The gift from GreenShield Cares, which handles the company’s social impact efforts, was announced at an event last Friday at the clinic in the Fenwick Medical Centre by Green Shield Canada’s Executive Vice President & Head of Health Insurance J.P. Girard.

 “We’re proud to support Dalhousie’s Centre for Psychological Health to enable the customization and expansion of programs and services for equity-seeking communities,” said Girard. “In our pursuit of Better Health for All, we join forces with partners like Dalhousie that understand the distinct and diverse needs of our communities. Together, we’re one step closer to building a future where every Canadian can thrive."

J.P. Girard

Recommended reading: Dal and Nova Scotia launch Centre for Psychological Health for vulnerable populations

Community impact

The event provided an opportunity to deliver an update on the Centre’s operations since its soft opening in June 2023. To date, 27 clinical psychology PhD students have conducted placements as part of the more than 1,000 hours they need to graduate, including fifth-year student Robin Perry, who began one of her final clinical placements last fall.

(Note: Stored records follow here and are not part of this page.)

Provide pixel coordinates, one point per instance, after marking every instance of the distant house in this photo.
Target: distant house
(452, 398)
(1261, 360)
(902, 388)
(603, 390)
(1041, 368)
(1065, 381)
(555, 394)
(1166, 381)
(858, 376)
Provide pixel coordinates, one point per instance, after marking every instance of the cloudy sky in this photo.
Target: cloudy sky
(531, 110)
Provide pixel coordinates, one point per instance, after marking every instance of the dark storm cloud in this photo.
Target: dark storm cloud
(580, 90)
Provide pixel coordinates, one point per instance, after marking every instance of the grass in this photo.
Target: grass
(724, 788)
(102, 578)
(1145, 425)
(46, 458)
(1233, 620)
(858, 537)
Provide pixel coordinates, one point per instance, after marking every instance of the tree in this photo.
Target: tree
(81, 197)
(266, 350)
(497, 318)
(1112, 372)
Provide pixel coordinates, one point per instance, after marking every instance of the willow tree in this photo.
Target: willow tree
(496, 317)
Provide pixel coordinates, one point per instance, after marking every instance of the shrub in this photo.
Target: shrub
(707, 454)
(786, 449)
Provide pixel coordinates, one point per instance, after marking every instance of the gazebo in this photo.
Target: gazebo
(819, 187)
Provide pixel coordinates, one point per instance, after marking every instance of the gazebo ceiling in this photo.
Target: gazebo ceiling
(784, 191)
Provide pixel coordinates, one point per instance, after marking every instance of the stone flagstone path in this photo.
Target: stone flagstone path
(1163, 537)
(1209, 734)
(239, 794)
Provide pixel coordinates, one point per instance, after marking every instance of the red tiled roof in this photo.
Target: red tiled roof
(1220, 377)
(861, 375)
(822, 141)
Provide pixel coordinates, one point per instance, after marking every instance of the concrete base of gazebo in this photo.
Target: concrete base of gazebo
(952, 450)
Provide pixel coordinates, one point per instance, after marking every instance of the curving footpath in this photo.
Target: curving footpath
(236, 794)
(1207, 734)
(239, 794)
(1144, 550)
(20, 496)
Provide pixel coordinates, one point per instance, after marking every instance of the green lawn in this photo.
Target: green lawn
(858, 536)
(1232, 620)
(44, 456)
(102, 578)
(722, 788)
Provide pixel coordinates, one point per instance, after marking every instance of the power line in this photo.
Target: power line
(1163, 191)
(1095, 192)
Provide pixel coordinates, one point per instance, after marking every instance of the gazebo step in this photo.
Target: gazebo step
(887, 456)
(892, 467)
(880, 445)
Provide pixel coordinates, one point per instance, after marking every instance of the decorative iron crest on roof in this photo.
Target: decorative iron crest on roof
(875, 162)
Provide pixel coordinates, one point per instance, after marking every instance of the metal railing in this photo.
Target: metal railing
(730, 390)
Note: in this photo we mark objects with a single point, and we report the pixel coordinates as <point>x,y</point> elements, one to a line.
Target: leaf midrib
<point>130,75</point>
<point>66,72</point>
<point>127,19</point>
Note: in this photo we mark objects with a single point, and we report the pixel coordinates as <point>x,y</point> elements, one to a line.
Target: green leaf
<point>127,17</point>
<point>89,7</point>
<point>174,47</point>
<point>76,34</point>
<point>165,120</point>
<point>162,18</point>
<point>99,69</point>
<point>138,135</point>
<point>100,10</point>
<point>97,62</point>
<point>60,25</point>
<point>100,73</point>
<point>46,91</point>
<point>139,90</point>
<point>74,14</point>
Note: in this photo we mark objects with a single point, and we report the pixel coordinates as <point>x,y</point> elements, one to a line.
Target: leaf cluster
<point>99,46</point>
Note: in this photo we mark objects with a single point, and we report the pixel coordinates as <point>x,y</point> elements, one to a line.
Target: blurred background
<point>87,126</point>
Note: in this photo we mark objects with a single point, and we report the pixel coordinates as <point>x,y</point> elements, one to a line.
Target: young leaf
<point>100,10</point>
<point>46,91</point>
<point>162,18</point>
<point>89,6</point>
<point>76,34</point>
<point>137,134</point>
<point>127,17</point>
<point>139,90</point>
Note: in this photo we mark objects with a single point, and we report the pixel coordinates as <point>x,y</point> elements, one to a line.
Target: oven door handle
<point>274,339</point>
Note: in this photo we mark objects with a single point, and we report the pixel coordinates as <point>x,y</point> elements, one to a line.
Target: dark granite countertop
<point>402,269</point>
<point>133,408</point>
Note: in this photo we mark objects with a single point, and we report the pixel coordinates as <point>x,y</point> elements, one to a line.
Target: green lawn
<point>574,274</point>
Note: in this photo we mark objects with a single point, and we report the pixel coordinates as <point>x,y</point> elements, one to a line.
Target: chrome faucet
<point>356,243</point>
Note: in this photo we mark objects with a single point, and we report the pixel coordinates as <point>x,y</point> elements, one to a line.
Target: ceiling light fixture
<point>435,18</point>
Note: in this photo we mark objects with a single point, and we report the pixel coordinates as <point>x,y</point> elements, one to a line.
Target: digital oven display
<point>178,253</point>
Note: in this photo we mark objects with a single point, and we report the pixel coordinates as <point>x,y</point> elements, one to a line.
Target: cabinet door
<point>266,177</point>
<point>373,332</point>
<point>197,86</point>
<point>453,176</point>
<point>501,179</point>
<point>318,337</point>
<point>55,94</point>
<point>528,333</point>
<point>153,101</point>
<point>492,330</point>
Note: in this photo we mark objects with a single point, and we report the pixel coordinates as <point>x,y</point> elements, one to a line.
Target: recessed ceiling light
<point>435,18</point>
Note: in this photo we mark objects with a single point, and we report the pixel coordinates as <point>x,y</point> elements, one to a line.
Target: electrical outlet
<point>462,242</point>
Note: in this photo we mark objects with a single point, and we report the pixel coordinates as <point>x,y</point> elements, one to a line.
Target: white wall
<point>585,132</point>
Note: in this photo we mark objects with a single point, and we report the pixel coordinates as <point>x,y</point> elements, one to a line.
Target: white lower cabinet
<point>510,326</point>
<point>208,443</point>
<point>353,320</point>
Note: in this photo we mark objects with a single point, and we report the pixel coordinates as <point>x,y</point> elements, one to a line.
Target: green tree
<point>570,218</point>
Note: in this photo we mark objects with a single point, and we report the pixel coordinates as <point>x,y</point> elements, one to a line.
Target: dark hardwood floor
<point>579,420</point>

“What really stands out about my experiences at the Centre is the emphasis on culturally informed service delivery, the collaborative learning environment, and the wide range of training opportunities offered to graduate students and team members of all levels,” said Perry. 

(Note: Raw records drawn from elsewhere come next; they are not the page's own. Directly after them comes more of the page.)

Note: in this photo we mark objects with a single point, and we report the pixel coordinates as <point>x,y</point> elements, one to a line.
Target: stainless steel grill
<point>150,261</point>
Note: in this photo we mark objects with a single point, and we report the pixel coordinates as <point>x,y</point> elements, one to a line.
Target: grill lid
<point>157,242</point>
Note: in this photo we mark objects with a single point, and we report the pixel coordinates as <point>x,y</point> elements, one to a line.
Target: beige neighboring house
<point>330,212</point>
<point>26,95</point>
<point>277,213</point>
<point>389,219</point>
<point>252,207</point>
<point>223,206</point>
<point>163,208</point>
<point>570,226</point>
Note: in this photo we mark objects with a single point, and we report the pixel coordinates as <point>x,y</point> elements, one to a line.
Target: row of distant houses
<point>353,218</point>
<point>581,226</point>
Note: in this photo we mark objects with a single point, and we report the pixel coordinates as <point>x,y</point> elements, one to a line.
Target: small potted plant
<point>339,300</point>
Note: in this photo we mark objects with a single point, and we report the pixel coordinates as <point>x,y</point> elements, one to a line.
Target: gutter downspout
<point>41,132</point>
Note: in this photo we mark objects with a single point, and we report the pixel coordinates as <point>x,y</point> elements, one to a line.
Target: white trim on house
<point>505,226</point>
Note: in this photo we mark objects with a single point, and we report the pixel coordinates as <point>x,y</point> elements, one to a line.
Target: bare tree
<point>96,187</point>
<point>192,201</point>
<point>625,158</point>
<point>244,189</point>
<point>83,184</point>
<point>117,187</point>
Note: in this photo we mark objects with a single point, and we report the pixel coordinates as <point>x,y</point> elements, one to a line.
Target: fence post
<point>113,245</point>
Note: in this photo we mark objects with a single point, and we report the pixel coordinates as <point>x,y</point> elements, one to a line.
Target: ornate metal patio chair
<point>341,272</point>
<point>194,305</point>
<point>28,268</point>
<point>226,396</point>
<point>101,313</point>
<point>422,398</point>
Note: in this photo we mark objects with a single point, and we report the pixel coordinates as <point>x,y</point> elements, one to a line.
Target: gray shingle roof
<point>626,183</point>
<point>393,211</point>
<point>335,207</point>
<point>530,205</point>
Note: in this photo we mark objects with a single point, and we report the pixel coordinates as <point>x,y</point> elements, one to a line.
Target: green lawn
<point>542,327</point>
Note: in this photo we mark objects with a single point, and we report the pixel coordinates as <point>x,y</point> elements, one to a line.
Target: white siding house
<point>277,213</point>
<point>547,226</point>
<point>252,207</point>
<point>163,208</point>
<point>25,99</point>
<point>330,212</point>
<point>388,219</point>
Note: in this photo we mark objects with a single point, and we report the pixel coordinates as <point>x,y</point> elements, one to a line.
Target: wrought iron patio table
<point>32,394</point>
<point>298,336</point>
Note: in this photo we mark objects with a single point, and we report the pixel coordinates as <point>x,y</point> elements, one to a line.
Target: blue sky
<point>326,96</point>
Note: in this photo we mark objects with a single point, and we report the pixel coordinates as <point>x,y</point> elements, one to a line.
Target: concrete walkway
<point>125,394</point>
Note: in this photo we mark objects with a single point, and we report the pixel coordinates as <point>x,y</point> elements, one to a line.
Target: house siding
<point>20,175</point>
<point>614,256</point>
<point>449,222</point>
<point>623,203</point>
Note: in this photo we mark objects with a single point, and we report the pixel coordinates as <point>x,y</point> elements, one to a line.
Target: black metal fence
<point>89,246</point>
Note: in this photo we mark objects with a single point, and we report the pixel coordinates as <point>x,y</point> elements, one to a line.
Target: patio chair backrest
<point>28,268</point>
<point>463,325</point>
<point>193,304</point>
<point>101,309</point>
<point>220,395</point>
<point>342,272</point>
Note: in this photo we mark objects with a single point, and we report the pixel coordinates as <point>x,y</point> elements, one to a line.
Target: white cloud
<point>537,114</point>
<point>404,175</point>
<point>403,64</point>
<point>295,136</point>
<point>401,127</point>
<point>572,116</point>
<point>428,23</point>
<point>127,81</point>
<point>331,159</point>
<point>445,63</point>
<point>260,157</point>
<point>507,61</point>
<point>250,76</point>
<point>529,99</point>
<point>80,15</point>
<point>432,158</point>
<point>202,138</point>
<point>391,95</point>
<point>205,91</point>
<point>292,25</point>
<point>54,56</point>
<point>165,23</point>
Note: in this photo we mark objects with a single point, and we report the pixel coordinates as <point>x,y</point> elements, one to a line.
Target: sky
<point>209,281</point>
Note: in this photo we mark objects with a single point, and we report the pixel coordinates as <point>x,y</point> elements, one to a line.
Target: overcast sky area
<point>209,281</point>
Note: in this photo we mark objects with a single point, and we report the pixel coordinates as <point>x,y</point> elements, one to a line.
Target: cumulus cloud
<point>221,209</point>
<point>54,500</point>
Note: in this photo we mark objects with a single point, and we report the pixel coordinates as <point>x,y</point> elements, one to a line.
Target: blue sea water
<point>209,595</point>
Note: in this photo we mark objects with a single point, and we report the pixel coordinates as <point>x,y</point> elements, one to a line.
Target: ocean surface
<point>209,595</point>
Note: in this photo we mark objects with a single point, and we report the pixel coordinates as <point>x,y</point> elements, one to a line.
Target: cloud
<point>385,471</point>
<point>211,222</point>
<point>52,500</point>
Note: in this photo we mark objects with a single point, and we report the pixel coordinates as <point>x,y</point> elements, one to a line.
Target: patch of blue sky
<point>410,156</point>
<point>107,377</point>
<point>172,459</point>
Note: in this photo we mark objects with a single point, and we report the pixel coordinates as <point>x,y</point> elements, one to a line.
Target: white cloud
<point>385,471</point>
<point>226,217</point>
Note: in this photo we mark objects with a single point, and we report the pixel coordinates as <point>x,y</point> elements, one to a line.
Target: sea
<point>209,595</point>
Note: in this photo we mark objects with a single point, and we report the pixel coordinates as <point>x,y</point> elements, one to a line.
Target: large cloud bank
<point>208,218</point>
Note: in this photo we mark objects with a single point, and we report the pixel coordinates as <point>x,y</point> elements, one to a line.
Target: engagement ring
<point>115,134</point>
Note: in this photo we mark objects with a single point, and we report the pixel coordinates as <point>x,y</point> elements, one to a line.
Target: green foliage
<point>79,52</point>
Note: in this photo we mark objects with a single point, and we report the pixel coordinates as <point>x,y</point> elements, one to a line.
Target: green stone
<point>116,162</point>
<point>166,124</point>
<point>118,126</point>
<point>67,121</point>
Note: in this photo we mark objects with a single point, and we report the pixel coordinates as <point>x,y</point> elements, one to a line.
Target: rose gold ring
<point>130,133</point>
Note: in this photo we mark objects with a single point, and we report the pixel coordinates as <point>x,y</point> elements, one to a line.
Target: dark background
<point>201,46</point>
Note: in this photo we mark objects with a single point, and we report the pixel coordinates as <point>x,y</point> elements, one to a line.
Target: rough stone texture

Perry said she’s been supervised by three different clinical psychologists, each with different specialty areas, and provided peer supervision to second-year students in the program. 

Robin Perry

Students like Perry have helped deliver care to 171 exclusively low-income clients who have been referred to the Centre through the 17 community partnerships that have been established so far.

One of those partnerships is with SchoolsPlus, a province-wide integrated service delivery model with sites at all Regional Centres for Education and Conseil Scolaire Acadien Provincial (CSAP).  

Melodie Skeete, SchoolsPlus integrated services regional coordinator, said her organization has referred children/youth and their families for psychoeducational and ADHD assessments. 

“Schools are often the first place to notice when students and families are struggling,” said Skeete, adding that SchoolsPlus staff often have trouble adequately resourcing mental health services and assessments due to system gaps and barriers. 

“The Centre is one of a kind. It addresses the service gaps for those who are marginalized and economically excluded by providing low-barrier, no-cost and timely mental health and assessment services.”

Melodie Skeete

Looking to the future

Dr. Pencer noted that staff and students have already received a workshop led by Anangkwe Charity Fleming, an Ontario-based Indigenous social worker who specializes in Indigenous-adapted cognitive behavioural therapy, which is used to treat several different mental health conditions. 

Fleming will help the Centre develop a Mi’kmaq-adapted, Etuaptmumk Two-Eyed Seeing-structured psychotherapy model. Elder Albert Marshall of Eskasoni Nation and Dalhousie’s Elder-in-Residence Ann LaBillois will serve as advisors for the project.

While she engages with Indigenous community members to guide the process and creation of the new model, Fleming will continue to consult with the Centre to provide training on working with Indigenous clients. 

Workshops planned for the spring and summer will focus on the African Nova Scotian community, refugees, newcomers to Canada, and the 2SLGBTQIA+ community.

Dean of Science Dr. Chuck Macdonald concluded the event by praising the work of the Centre as exemplifying Dal’s commitment to being a civic university and looked forward to the impact the gift will make. 

“GreenShield’s gift will allow the Centre to continue to grow and build on its early success. The impact of this generosity will be felt at Dal, in the local community, and beyond.”